Making Machine Learning Simple to use
Human Pose estimation is an important problem and has enjoyed the attention of the Computer Vision community for the past few decades. It is an important step towards understanding people in images and videos. In this post, I write about the basics of 3D Human Pose Estimation and review the literature on this topic. I've covered 2D Pose Estimation here.

## What is 3D Human Pose Estimation?

Given an image of a person, 3d pose estimation is the task of producing a 3D pose that matches the spatial position of the depicted person.

It is a significantly more difficult problem that 2D Pose estimation and there has been a lot of exciting development in the field in the past few years and in this post I will be covering the basics and the major milestones in 3D Human Pose Estimation literature.

## Why is it hard? And harder than 2D Pose Estimation?

In general, recovering 3D pose from 2D RGB images is considered more difficult than 2D pose estimation, due to the larger 3D pose space and more ambiguities. An algorithm has to be invariant to a number of factors, including background scenes, lighting, clothing shape and texture, skin color and image imperfections, among others.

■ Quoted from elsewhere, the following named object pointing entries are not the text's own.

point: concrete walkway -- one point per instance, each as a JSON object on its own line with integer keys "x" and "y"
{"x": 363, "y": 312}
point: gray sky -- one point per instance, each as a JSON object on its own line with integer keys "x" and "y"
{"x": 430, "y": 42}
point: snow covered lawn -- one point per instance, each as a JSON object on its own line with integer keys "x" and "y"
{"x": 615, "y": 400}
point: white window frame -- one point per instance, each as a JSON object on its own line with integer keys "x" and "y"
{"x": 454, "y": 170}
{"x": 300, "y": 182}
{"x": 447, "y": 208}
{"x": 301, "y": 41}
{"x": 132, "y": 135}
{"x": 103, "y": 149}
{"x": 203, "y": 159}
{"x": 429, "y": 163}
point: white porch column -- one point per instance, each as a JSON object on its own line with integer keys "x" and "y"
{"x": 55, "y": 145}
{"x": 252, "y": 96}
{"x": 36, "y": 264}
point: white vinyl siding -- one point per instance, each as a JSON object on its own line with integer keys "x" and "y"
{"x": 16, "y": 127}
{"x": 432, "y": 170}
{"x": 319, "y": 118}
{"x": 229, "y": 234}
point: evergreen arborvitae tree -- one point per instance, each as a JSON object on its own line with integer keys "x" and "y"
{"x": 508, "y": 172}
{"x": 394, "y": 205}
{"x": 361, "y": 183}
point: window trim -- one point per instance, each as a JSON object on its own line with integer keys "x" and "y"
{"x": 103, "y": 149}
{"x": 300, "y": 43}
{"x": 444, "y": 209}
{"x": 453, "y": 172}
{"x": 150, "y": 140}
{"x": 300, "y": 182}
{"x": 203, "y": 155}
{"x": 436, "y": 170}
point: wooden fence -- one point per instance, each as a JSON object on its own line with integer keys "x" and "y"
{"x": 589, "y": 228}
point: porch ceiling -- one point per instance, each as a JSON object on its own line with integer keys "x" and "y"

Also, it is quite difficult to build an in the wild dataset. A 3D pose dataset is built using MOCAP systems which are suitable for an indoor environment. MOCAP systems require an elaborate setup with multiple sensors and bodysuits, which is impractical to use outside. So the lack of 3D in the wild Ground truth data is a major bottleneck.

## Applications

3D HPE has immediate applications in various tasks such as action understanding, surveillance, human-robot interaction, motion capture and CGI. Motion capture and CGI are very lucrative since the default method is to use expensive MOCAP setups to capture motion and movement. Imagine getting all this just from a monocular image/video.

## Different approaches to 3D Human Pose Estimation

Human pose estimation approaches can be classified into two types  - model-based generative methods and discriminative methods.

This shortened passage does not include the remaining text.